Боясь попутчиков, скопцы и эсеры решились тогда на очень хитрый шаг — до сих пор не знаю, кому это пришло в голову. После революции, едва минули сутки, как власть оказалась в их руках, они под страхом смертной казни сами себя запретили, снова уйдя в привычное им глухое подполье. Власть они тогда формально передали потерявшим влияние большевикам, впрочем, могли передать ее и любой другой партии — дела это не меняло. Большевики стали их маской, их прикрытием, все места в коммунистическом политбюро заняли те же скопцы и эсеры, лишь генеральный секретарь — фигура, в сущности, декоративная, остался прежний — Сталин — всамделишный большевик.
Скопцы и эсеры, конечно, знали, что слухи о действительном порядке вещей так и так будут просачиваться — это неизбежно, и чтобы разом пресечь их, начиная с двадцатого года почти всякий месяц устраивали публичные процессы, чрезвычайно изощренные, с бездной выдумки и вдохновения (скопцы на них по традиции обвинялись в изуверстве, эсеры — в терроризме), которые кончались казнями арестованных. Готовых пожертвовать жизнью ради общего дела в рядах тех и других по - прежнему найти было нетрудно.

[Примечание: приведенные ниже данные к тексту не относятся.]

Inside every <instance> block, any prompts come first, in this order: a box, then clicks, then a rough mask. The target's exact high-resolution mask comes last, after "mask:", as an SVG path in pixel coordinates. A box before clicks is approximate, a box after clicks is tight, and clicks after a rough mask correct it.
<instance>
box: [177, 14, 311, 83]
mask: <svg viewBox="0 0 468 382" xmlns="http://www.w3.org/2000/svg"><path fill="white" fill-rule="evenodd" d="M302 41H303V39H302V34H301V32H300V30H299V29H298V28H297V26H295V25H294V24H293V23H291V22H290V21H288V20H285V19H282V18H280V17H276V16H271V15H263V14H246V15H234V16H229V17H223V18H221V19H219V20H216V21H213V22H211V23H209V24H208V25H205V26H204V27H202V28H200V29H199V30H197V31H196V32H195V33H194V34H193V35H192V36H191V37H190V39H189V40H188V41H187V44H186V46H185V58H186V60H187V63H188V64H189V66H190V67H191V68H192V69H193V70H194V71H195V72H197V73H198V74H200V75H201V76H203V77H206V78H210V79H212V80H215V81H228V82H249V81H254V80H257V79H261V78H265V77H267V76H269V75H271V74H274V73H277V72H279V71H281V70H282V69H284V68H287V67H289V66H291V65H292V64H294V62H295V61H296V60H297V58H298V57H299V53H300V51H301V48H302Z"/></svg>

Под именем большевиков союз продолжал править Россией и дальше, год за годом пытаясь построить в ней жизнь такой, какой по их понятиям она должна была быть. Конечно, время от времени политбюро было вынуждено принимать во внимание и настроения масс, поэтому курс страны менялся, иногда даже довольно резко менялся. Например, авторами политики военного коммунизма были поддержанные народом эсеры; когда же она провалилась, власть и влияние перешли к скопцам. Идея нэпа — их идея, это дитя их хозяйственной сметки, умения торговать и заниматься делами.
Потом массы снова переметнулись к народникам, и коллективизация эсерами, хотя и не сразу, была поддержана; предложил ее Сталин, эсеры же, поколебавшись, проголосовали «за». Уж больно тосковали они по русской общине, по совместному коллективному владению землей и такой же совместной коллективной работе на ней — уж больно любили старую народническую идею, что русский мужик изначально, по природе своей, коммунист. Сталин, который с каждым годом становился хитрей, — а ведь был сделан ими главой партии, потому что всеми считался дурачком — сумел на этом сыграть, добился санкции, сперва очень ограниченной, на обобществление земли (только в двух уездах в качестве эксперимента), а потом, неведомо как, это главное несчастье русской жизни пошло-покатилось уже само собой.
Обе стороны еще до революции поняли, что, отказываясь ради прочности союза от приема новых членов, движение быстро превратится в нечто вроде монашеского ордена, потеряет всякую связь с народом, а это чревато многими, в том числе и непоправимыми ошибками; поэтому в том же семнадцатом году было постановлено следующее: важнейшие решения, которые совместное эсеро-скопческое политбюро намеревалось предложить стране, сначала петь в Лептаговском хоре, чтобы посмотреть, созвучно ли оно, не выбивается, не диссонирует ли с тем, что и как поет сам народ. Это предупредило немало бед, и очень жаль, что ни политика военного коммунизма, ни план коллективизации по неизвестной мне причине пропеты не были. Тогда, возможно, все бы было иначе.
Очень скоро после своего возвращения из эмиграции (это было уже в двадцать втором году) Бальменова заняла место прокурора Кимр. Несмотря на немалый революционный стаж и прошлые заслуги, она и позднее не сумела подняться выше — так до конца жизни, то есть до сорокового года, оставалась в Кимрах. Впрочем, для той эпохи этот вариант, без сомнения, из благополучных.
Прокурором она с самого начала была жестким, пожалуй, даже жестоким. Кровавая вакханалия, которая то и дело захлестывала город, многими связывалась именно с ней, с ее желанием выдвинуться, обратить на себя внимание старых товарищей по партии. Оснований считать, что это досужие домыслы, у меня нет никаких. Впрочем, в хоре (а петь она продолжала также до конца своих дней) она была совсем другая; не думаю, что хоть кому-нибудь из тех, кто ее слышал, но не знал, приходило в голову, что «в миру» она прокурорствует.
Ария Бальменовой, восходившая еще к той ее дореволюционной партии, была не только из самых больших, но и, безусловно, самой странной арией хора. По словам часто безмерно холодная и казуистическая, она пелась с совершенно не знакомым мне горем и страданием. С каждым годом она все больше была наполнена ужасом женщины, от которой ждут намного больше, чем она может дать, женщины, которая понимает, что она не в силах на себя это взять. Она мечтает об этом, готова на все, но боится так, что я не знаю вообще, с чем это можно сравнить.